Mauri144: Hallo onbekende vrouw....wat heb je al veel meegemaakt zeg....beide borsten amputeren is geen kleinigheid....jeetje zeg! kan het zijn dat je dit hebt gedaan preventief omdat het in de familie zit, je moeder, je zus etc? of een andere reden...ik bedoel het niet onbeleefd maar de vraag kwam plotseling in mij op....ik heb zelf geen antwoord op je vraag, ik weet alleen van horen zeggen ( vriendin, tante) dat dit regelmatig moest gebeuren om het vocht te verwijderen...ik zie soms ook bij vrouwen dat ze naar een speciale fysio gaan en dan laten ze op een bepaalde manier de huid afplakken met pleisters om zo de toevoer van vocht te regelen.( niet op het borstgebied maar er rondom heen)...een speciale manier van tape plakken is dat....persoonlijk denk ik dat het nog maar zo kort geleden is dat deze operatie bij je uitgevoerd is....ze trekken toch aan je en dat kan volgens mij lang duren....bestaat er niet een creme voor zodat de huid wat soepeler wordt? of mag je dat nog niet gebruiken en alleen ongeparfumeerde talkpoeder....och ja je okselklieren zijn òòk weggehaald...ik denk dat je dan altijd een oedeem er aan overhoudt en altijd je moet laten behandelen...veel vrouwen dragen dan zo'n strakke kous om hun arm en soms om hun hand...wat een gedoe hè? hou je haaks hoor, het valt helemaal niet mee, maar fijn dat je deze site hebt gevonden, ik hoop dat er nog meer antwoorden voor je komen!!!! sterkte wederom...
logisch dat je gaat hyperen na al deze toestanden....ik hoop dat je dokter antwoord kan geven als je ter controle er heen gaat....hèèl veel sterkte met het verdere verloop van je gezondheid....het ga je goed...
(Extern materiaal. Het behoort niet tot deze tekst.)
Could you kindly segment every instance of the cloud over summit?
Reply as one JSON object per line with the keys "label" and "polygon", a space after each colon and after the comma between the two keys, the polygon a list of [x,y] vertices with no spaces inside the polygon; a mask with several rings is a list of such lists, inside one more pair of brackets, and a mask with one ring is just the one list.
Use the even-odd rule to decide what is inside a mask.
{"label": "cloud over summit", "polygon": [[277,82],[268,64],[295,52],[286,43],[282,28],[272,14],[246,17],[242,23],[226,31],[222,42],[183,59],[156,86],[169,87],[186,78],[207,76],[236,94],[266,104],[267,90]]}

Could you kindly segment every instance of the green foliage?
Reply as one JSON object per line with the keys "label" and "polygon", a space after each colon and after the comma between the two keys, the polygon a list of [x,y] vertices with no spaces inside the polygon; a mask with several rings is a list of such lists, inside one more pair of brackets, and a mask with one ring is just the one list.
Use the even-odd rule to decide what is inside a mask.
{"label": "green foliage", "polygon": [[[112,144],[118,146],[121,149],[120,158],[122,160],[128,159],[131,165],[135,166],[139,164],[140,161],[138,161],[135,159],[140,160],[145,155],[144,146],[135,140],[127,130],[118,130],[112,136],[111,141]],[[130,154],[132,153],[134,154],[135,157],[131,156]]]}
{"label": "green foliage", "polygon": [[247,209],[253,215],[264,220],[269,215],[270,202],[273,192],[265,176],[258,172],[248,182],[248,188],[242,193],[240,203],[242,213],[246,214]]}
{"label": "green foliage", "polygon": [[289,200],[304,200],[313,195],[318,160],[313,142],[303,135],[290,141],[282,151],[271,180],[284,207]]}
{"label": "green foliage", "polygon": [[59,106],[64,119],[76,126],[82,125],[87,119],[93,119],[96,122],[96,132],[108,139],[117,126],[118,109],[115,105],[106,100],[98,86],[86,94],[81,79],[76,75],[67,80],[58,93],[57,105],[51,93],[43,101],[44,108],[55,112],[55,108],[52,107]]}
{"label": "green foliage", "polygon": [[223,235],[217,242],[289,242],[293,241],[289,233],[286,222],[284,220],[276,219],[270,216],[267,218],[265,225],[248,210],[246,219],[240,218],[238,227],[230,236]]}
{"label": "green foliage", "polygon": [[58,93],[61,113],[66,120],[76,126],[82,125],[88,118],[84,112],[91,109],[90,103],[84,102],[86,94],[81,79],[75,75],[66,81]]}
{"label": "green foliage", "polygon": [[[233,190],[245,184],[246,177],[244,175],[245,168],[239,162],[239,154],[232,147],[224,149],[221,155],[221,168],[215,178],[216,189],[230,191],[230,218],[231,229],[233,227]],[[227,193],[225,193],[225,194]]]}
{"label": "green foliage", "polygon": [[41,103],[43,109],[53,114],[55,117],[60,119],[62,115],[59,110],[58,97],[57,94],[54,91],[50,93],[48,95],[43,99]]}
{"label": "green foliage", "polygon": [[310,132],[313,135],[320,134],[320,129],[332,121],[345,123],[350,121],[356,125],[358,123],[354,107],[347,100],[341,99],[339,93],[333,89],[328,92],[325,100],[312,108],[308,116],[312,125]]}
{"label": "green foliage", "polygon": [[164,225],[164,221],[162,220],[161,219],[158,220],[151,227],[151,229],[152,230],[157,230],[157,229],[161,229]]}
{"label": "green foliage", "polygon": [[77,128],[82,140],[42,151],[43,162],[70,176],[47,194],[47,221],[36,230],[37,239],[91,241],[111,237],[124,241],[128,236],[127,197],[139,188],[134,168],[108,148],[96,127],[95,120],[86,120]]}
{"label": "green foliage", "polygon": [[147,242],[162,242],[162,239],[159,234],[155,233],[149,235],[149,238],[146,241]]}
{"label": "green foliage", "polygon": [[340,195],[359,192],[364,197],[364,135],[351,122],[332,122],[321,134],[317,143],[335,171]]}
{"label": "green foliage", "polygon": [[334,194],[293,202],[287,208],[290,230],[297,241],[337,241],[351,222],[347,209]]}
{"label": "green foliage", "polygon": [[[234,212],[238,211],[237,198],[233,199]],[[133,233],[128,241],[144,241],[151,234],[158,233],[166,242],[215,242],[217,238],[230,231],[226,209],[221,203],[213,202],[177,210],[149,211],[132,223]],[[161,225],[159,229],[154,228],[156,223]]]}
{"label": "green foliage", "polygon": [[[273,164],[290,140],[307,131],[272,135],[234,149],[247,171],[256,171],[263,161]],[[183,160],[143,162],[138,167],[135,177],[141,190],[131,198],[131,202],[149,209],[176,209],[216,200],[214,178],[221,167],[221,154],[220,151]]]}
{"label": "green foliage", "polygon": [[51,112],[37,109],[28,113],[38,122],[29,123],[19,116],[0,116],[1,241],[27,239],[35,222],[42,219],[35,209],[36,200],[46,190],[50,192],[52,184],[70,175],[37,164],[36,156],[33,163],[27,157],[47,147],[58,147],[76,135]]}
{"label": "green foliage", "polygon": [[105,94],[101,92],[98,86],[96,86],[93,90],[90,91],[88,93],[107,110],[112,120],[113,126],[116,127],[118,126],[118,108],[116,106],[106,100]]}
Warme groeten van Elisa  :Embarrassment:

----------


## mauri144

hoi elisa ja ik hoop dat ze mij kunnen helpen zal het zeker zeggen van die pleisters .ja heb een rot tijd gehad en heb mij er goed doorheen geslagen. maja mijn moeder is ook aan borst kanker overleden zij was ook te laat. maar nu hebben ze 3 maanden geleden ook borstkanker ondekt bij mijn zusje .kwam er ook weer bij .wij zijn wel in aan merking gekomen voor de genen onderzoek maar dat is goed .maja heb nog 2 zusjes die rommeligge borsten hebben en zij hebben ook veel angs morgen gaat mijn andere zus door de mri dus weer spannend .maar ik vind het heel lief van jully dat jully op mijn verhaal gereageerd hebben geeft toch weer wat kracht .jully horen nog van mij als het beter gaat kei bedankt groetjes ineke

----------


## Luuss0404

@ Elisa,
Lieverd super dat je die tips plaatst  :Smile: 

@ Ineke,
Zou fijn zijn als de tips van Elisabeth jou verder helpen en ook dat de fysio helpt!
Verdrietig dat ze bij je moeder te laat waren! 
Hopelijk komt het met jou en je zussen wel goed en zijn ze er op tijd bij met ontdekken en behandelen! 
Heel erg veel sterkte!!!

----------


## Elisabeth9

Luuss: Dank je... :Big Grin:  doordat ik met een aantal mensen omga die borstkanker hebben, hoor en zie je veel....fijne dag lieverd...ik draag graag mijn kleine steentje bij als ik iets weet...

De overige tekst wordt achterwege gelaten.